KODJAK: She ultimately needed a wheelchair. Sarah, who had been a high school cheerleader in her hometown of Gulf Breeze, Fla., was diagnosed with Lambert-Eaton Myasthenic Syndrome, or LEMS. It's a disease where communication between nerves and muscles is blocked. It's rare and debilitating and hard to diagnose. But there is a treatment.
SHELL: When she started taking the Firdapse, it was an instantaneous - within an hour, she's like, mom, I feel like I can skip, which is huge because she can't do that.
KODJAK: Firdapse is the brand name of a drug called 3,4-diaminopyridine, or 3,4-DAP. For the last 20 years, a tiny company called Jacobus Pharmaceuticals had been providing 3,4-DAP to patients for free. The drug is not approved by the FDA and can't be sold with a regular prescription. Company vice president Laura Jacobus says since the market is so small, they never invested in the studies to get it approved. The basic chemicals are widely available, and most people can get the drug through her company or a compounding pharmacy.

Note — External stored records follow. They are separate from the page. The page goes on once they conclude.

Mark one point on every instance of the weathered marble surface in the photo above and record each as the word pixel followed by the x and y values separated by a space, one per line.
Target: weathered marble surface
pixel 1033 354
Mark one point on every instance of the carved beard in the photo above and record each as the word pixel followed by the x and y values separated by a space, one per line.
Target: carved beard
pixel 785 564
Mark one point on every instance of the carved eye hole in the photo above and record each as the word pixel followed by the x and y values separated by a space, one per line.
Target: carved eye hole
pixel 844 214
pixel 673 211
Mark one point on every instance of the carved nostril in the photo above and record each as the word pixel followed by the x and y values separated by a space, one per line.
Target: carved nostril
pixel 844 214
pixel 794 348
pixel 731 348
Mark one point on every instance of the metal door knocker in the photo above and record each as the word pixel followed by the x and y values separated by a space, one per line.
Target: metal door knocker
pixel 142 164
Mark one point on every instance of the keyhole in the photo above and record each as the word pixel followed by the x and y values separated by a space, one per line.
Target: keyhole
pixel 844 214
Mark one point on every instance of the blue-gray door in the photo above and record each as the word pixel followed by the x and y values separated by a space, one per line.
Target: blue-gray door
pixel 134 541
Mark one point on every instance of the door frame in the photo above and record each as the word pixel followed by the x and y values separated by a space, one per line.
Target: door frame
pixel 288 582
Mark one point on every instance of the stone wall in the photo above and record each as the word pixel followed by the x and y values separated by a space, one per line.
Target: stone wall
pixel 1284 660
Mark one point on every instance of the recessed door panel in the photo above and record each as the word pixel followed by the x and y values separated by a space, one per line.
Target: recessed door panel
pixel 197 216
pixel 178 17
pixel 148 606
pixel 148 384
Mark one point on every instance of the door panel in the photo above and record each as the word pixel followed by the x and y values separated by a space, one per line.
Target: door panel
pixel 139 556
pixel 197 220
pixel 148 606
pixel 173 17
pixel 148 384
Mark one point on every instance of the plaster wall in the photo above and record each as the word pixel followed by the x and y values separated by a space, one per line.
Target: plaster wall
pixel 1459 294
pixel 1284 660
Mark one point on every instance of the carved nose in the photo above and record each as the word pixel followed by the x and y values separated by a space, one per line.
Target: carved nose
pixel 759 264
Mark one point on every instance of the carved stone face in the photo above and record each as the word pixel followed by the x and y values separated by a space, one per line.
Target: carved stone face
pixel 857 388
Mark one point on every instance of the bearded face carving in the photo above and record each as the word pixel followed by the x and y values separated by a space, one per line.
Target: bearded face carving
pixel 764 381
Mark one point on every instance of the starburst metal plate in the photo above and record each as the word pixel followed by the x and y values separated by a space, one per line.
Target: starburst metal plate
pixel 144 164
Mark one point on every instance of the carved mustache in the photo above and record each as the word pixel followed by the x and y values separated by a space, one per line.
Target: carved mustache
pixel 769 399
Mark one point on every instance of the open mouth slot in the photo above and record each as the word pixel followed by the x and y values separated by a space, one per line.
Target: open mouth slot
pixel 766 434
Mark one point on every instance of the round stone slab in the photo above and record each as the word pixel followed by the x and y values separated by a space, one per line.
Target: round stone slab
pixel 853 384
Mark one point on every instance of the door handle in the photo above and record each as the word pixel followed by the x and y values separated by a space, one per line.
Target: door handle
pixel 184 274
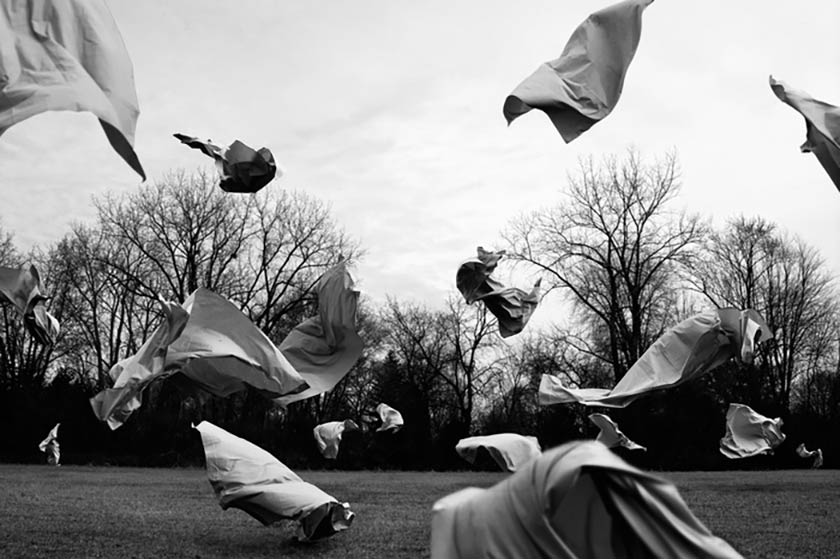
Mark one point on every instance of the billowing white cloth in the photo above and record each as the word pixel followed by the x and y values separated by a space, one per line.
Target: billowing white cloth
pixel 22 288
pixel 328 436
pixel 610 434
pixel 67 56
pixel 687 351
pixel 749 433
pixel 391 418
pixel 509 450
pixel 246 477
pixel 324 348
pixel 511 306
pixel 583 86
pixel 51 447
pixel 210 342
pixel 822 126
pixel 576 501
pixel 803 452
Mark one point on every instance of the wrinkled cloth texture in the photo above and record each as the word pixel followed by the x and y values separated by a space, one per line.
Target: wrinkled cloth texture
pixel 509 450
pixel 584 85
pixel 749 433
pixel 822 127
pixel 242 168
pixel 324 348
pixel 67 56
pixel 328 436
pixel 22 288
pixel 610 435
pixel 246 477
pixel 51 447
pixel 210 342
pixel 391 419
pixel 576 501
pixel 689 350
pixel 511 306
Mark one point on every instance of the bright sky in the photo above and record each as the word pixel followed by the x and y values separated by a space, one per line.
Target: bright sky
pixel 391 110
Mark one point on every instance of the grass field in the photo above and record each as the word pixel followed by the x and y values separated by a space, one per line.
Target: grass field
pixel 77 511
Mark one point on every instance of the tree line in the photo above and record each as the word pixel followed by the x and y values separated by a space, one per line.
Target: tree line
pixel 628 264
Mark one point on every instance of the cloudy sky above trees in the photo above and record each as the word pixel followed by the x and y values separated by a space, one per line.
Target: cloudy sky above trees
pixel 392 112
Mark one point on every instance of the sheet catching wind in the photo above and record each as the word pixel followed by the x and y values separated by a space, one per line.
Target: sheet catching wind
pixel 22 288
pixel 576 501
pixel 67 56
pixel 509 450
pixel 687 351
pixel 822 127
pixel 583 86
pixel 511 306
pixel 246 477
pixel 749 433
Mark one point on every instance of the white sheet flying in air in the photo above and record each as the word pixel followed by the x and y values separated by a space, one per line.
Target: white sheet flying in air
pixel 687 351
pixel 51 447
pixel 22 288
pixel 749 433
pixel 583 86
pixel 209 341
pixel 328 436
pixel 324 348
pixel 511 306
pixel 67 56
pixel 246 477
pixel 391 418
pixel 576 501
pixel 610 434
pixel 822 127
pixel 509 450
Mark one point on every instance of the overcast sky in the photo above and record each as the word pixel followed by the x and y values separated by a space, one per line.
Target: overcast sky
pixel 391 110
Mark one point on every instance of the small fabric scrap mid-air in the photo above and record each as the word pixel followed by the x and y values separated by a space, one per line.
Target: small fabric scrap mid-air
pixel 246 477
pixel 803 452
pixel 324 348
pixel 610 434
pixel 822 127
pixel 22 288
pixel 689 350
pixel 509 450
pixel 584 85
pixel 576 501
pixel 328 436
pixel 67 56
pixel 391 419
pixel 749 433
pixel 210 342
pixel 242 168
pixel 511 306
pixel 51 447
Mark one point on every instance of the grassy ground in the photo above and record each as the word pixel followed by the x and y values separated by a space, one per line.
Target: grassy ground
pixel 77 511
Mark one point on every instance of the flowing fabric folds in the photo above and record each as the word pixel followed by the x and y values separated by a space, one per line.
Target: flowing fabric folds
pixel 67 56
pixel 242 168
pixel 610 435
pixel 210 342
pixel 246 477
pixel 511 306
pixel 749 433
pixel 576 501
pixel 51 447
pixel 22 288
pixel 687 351
pixel 584 85
pixel 822 126
pixel 328 436
pixel 324 348
pixel 509 450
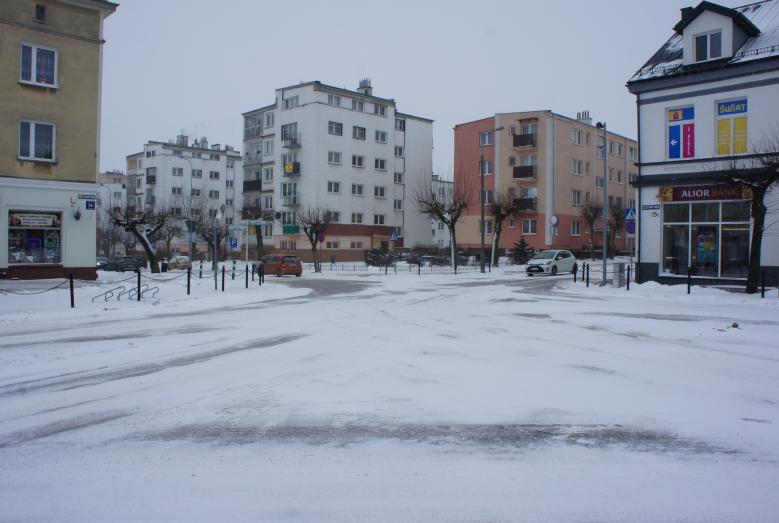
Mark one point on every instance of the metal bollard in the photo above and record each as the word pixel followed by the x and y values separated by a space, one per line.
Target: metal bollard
pixel 72 297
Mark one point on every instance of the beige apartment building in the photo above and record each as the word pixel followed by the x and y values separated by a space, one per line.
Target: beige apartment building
pixel 552 166
pixel 51 53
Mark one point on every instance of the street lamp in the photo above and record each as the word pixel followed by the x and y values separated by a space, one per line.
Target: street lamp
pixel 481 193
pixel 602 125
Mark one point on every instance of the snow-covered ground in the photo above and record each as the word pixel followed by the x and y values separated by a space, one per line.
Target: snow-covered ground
pixel 355 396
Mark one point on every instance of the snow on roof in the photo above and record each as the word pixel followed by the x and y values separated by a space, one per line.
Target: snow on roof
pixel 667 60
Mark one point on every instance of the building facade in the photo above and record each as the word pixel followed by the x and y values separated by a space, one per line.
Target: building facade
pixel 704 99
pixel 353 153
pixel 553 165
pixel 186 180
pixel 51 53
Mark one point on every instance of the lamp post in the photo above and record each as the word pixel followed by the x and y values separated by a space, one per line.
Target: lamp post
pixel 482 193
pixel 602 125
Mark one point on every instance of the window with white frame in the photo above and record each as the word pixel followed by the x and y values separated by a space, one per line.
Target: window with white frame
pixel 37 141
pixel 39 65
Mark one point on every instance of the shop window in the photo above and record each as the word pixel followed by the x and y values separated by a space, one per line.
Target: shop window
pixel 34 237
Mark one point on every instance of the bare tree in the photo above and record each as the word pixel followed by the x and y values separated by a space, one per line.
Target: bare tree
pixel 314 221
pixel 448 208
pixel 143 226
pixel 590 213
pixel 757 174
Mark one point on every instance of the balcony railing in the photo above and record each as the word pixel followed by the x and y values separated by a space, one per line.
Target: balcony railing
pixel 525 140
pixel 290 140
pixel 292 200
pixel 526 204
pixel 524 172
pixel 292 169
pixel 252 185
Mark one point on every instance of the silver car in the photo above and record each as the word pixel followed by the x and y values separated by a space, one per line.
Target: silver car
pixel 552 262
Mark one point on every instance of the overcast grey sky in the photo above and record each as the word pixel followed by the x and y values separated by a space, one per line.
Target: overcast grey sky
pixel 196 65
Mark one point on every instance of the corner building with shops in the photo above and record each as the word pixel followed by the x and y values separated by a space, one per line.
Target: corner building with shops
pixel 704 99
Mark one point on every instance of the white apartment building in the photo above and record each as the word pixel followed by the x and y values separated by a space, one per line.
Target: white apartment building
pixel 186 178
pixel 347 151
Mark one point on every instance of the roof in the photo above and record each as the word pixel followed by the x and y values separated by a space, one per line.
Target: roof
pixel 759 20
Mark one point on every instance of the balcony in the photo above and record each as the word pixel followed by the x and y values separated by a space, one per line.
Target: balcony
pixel 524 140
pixel 290 140
pixel 292 200
pixel 252 185
pixel 292 169
pixel 526 204
pixel 524 172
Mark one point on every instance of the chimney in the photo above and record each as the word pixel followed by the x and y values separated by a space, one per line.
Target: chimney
pixel 365 87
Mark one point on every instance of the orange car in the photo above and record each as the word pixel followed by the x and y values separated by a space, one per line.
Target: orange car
pixel 281 264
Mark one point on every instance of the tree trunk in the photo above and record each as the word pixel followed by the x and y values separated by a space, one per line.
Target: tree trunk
pixel 758 222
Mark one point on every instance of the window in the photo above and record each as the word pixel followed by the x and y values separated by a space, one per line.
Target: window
pixel 291 102
pixel 37 141
pixel 732 127
pixel 708 46
pixel 334 157
pixel 39 65
pixel 576 198
pixel 34 237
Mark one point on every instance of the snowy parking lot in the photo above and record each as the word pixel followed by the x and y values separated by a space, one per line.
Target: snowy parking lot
pixel 359 396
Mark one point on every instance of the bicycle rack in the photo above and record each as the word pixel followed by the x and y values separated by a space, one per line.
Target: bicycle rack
pixel 109 293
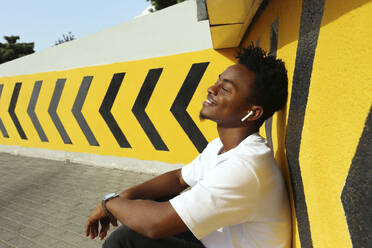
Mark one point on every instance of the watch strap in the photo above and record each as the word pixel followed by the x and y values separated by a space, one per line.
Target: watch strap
pixel 105 199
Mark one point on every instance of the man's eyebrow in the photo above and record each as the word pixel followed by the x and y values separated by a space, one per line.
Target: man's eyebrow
pixel 226 80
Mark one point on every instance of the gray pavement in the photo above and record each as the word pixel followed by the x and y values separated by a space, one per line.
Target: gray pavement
pixel 45 203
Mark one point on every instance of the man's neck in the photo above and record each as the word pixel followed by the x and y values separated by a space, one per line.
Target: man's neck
pixel 232 136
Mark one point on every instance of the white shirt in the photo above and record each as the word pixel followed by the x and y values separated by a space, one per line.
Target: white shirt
pixel 237 199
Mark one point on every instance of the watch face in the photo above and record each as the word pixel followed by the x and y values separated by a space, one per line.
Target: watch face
pixel 108 196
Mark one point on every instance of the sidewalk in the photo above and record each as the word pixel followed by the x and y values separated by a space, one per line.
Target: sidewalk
pixel 45 203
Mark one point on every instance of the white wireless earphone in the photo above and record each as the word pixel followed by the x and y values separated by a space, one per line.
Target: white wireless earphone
pixel 248 115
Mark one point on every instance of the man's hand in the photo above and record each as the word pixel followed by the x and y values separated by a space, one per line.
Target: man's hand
pixel 97 216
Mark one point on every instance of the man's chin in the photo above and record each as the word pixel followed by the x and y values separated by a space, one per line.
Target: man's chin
pixel 202 117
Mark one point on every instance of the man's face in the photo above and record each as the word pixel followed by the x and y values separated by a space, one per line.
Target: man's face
pixel 227 100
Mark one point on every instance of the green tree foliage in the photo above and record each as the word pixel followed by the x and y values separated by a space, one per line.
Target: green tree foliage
pixel 13 50
pixel 65 38
pixel 161 4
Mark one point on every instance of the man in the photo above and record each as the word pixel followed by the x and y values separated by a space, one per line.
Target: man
pixel 237 196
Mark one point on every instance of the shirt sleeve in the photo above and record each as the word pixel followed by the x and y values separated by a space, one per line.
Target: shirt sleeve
pixel 191 173
pixel 228 195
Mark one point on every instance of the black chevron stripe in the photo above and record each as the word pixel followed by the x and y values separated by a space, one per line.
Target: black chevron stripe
pixel 105 110
pixel 52 110
pixel 140 105
pixel 13 103
pixel 76 110
pixel 181 102
pixel 2 127
pixel 31 111
pixel 273 51
pixel 311 18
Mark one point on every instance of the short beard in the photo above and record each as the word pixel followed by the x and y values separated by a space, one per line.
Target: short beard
pixel 202 117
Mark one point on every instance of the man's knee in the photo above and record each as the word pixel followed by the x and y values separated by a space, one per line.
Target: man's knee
pixel 120 238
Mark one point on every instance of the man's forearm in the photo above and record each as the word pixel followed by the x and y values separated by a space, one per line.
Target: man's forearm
pixel 149 218
pixel 167 184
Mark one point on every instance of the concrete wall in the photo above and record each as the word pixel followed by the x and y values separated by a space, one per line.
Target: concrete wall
pixel 63 105
pixel 323 140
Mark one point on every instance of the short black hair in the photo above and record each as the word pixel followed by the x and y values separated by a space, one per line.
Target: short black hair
pixel 271 83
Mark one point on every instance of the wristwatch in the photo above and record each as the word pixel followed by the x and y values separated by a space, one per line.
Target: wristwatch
pixel 105 199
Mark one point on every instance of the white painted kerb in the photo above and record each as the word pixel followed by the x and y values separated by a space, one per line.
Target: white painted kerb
pixel 128 164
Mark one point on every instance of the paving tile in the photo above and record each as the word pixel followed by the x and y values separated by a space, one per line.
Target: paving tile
pixel 46 203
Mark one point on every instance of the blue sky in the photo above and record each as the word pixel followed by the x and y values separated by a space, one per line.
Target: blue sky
pixel 43 21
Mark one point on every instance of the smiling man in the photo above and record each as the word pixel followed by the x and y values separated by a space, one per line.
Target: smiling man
pixel 238 196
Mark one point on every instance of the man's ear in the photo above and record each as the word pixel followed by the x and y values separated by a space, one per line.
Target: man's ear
pixel 257 112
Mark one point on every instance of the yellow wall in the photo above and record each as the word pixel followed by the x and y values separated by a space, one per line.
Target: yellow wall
pixel 334 106
pixel 175 69
pixel 338 103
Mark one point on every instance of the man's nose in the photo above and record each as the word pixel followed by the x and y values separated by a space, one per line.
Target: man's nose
pixel 213 89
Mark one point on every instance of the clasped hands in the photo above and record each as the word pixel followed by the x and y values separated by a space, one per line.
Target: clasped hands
pixel 96 218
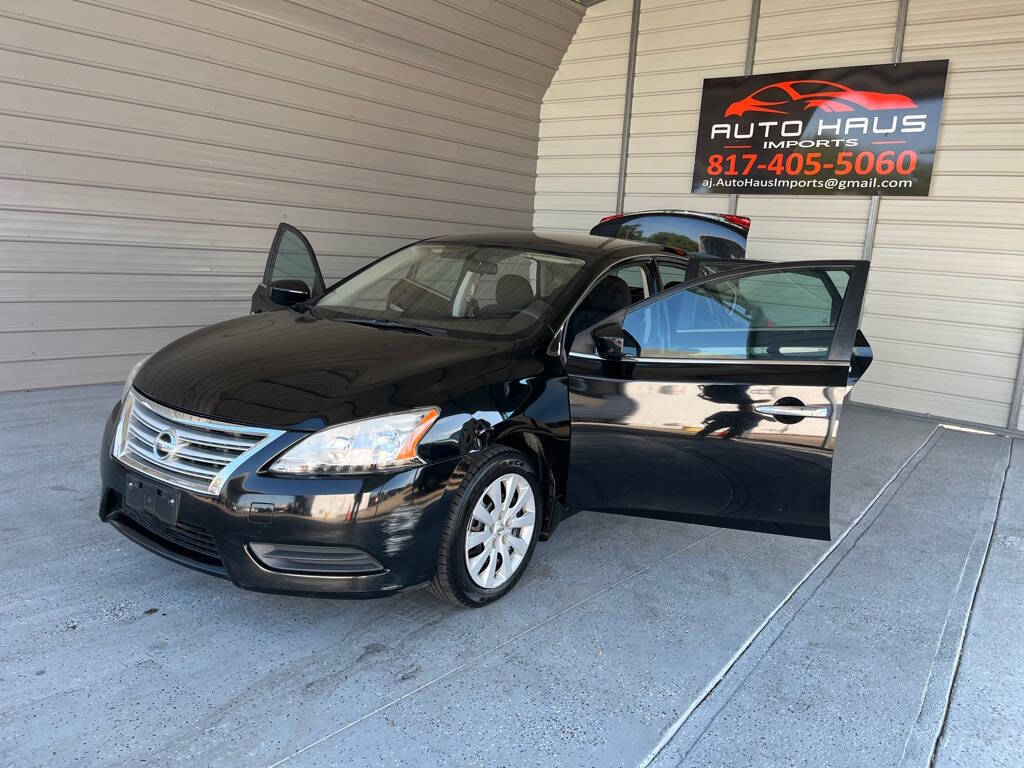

LAURA JACOBUS: First and foremost, we wanted to make the drug available to the patients and to the physicians, and that was our number one priority. So that was what we did.
KODJAK: Now a competing company has applied for approval to sell Firdapse as an orphan drug, one that treats a very rare disease. Approval would mean Catalyst Pharmaceuticals gets exclusive rights to sell the medication for seven years. The company tells investors it could make as much as $900 million a year on Firdapse. That suggests it could cost as much as $100 thousand per patient every year. Catalyst CEO Patrick McEnany says those numbers represent a peak opportunity.
PATRICK MCENANY: We've never mentioned a price. We expected we will get whatever, quote-unquote, "orphan drug pricing is."
KODJAK: McEnany says an FDA-approved drug would be safer and easier for patients to get. But doctors who treat LEMS patients aren't convinced.
GORDON SMITH: This is a drug that's cheap to manufacture that's been available for decades.
KODJAK: Gordon Smith specializes in treating LEMS at the University of Utah. He gets 3,4-DAP from Jacobus. He says there will be advantages to a commercially available version of the drug. But, Smith worries that Catalyst will charge too much for something that's not really new.
SMITH: It's akin to trying to patent the latter or rebottle tap water and sell it.
KODJAK: Jacobus Pharmaceuticals is now making its own application to the FDA. Laura Jacobus says the company won't charge near what Catalyst is planning for the drug.
JACOBUS: You know, we've got over 25 years worth of investment in this, and we don't think that it merits that kind of money.
KODJAK: But chances are Catalyst's Firdapse will be approved before even Jacobus finishes its application. And that means patients with Lambert-Eaton or their insurers are likely to see some big bills for medications, perhaps as early as next year. Alison Kodjak, NPR News, Washington.